Die Insel der Seligen und ihre Störenfriede

Leserkommentar |

Vom Christkind wird man sich doch noch Frieden und Toleranz wünschen dürfen ...

Liebes Christkind, als Erstes ist ein Dankeschön fällig.

Dafür, dass du dich nicht von Getränkeherstellern finanzieren lässt oder im Oktober mit der Dekoration für das Fest der Feste beginnst. Das Fest der Liebe, die manchmal die Kunst der Camouflage besser beherrscht als der weltberühmte Wiener Charme. Ich melde mich normalerweise nicht so früh, aber diesmal ist (schon wieder) alles anders. Eigentlich wünsche ich mir etwas weg, aber ein weiser Mensch lehrte mich einst die Kunst der positiven Formulierung.

Deshalb ist der Kern meines Wunsches Erkenntnis.

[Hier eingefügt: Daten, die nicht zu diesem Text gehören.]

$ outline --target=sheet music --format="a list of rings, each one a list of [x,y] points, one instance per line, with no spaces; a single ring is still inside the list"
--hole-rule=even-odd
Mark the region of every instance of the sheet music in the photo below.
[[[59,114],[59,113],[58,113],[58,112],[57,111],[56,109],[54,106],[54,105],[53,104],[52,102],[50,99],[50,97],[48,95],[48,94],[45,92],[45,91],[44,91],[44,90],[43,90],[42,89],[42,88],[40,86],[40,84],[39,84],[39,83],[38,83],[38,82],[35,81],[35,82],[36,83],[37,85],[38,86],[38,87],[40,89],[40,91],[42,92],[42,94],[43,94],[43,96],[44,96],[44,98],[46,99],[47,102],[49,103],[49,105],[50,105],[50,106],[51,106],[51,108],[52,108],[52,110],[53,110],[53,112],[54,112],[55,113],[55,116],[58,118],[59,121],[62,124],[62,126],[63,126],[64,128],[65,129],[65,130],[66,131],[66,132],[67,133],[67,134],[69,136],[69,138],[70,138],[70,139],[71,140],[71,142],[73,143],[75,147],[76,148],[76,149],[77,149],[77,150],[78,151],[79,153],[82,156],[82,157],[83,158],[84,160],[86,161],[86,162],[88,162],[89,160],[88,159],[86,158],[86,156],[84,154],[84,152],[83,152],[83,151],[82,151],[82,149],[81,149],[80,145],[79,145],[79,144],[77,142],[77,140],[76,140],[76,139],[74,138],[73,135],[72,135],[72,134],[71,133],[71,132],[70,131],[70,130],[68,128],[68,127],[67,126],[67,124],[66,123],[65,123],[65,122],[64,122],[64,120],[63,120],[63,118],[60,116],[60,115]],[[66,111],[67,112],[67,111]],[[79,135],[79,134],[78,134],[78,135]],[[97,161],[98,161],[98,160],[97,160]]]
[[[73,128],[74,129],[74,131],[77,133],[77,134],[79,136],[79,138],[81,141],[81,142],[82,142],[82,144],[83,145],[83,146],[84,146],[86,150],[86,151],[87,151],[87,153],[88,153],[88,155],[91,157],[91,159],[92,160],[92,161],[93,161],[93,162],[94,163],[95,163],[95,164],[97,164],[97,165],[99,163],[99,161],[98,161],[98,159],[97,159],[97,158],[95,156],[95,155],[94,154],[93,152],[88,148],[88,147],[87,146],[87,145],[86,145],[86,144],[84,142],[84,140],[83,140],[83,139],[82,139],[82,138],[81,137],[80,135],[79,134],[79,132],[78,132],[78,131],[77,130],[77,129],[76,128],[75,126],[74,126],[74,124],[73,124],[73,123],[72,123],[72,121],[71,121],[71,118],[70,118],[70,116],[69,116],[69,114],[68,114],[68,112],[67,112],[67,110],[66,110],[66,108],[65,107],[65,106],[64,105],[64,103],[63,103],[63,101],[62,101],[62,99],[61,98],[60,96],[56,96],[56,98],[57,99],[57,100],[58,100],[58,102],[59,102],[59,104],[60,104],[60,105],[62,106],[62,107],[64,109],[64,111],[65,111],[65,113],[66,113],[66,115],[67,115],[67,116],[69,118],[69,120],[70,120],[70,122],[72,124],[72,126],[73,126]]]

Ich wünsche mir eine Auflehnung der Wiener Gratis-U-Bahn-Zeitungsleser gegen das konstruierte Bild der anderen, die uns alle immer alles wegnehmen. Es reicht mit subtilen Nachrichten, die irgendwo zwischen Kleinhirn und Neocortex hängenbleiben. Am liebsten würde ich schnippen und diese Artikel bösartigen Schwachsinns Jeannie-artig aus den Zeitungen verbannen. Denn sie machen den Wiener zu etwas, vor dem ich Angst habe. Dabei bräuchte ich das gar nicht. Ich zahle Steuern, bin blond und vor allem kein "Ausländer".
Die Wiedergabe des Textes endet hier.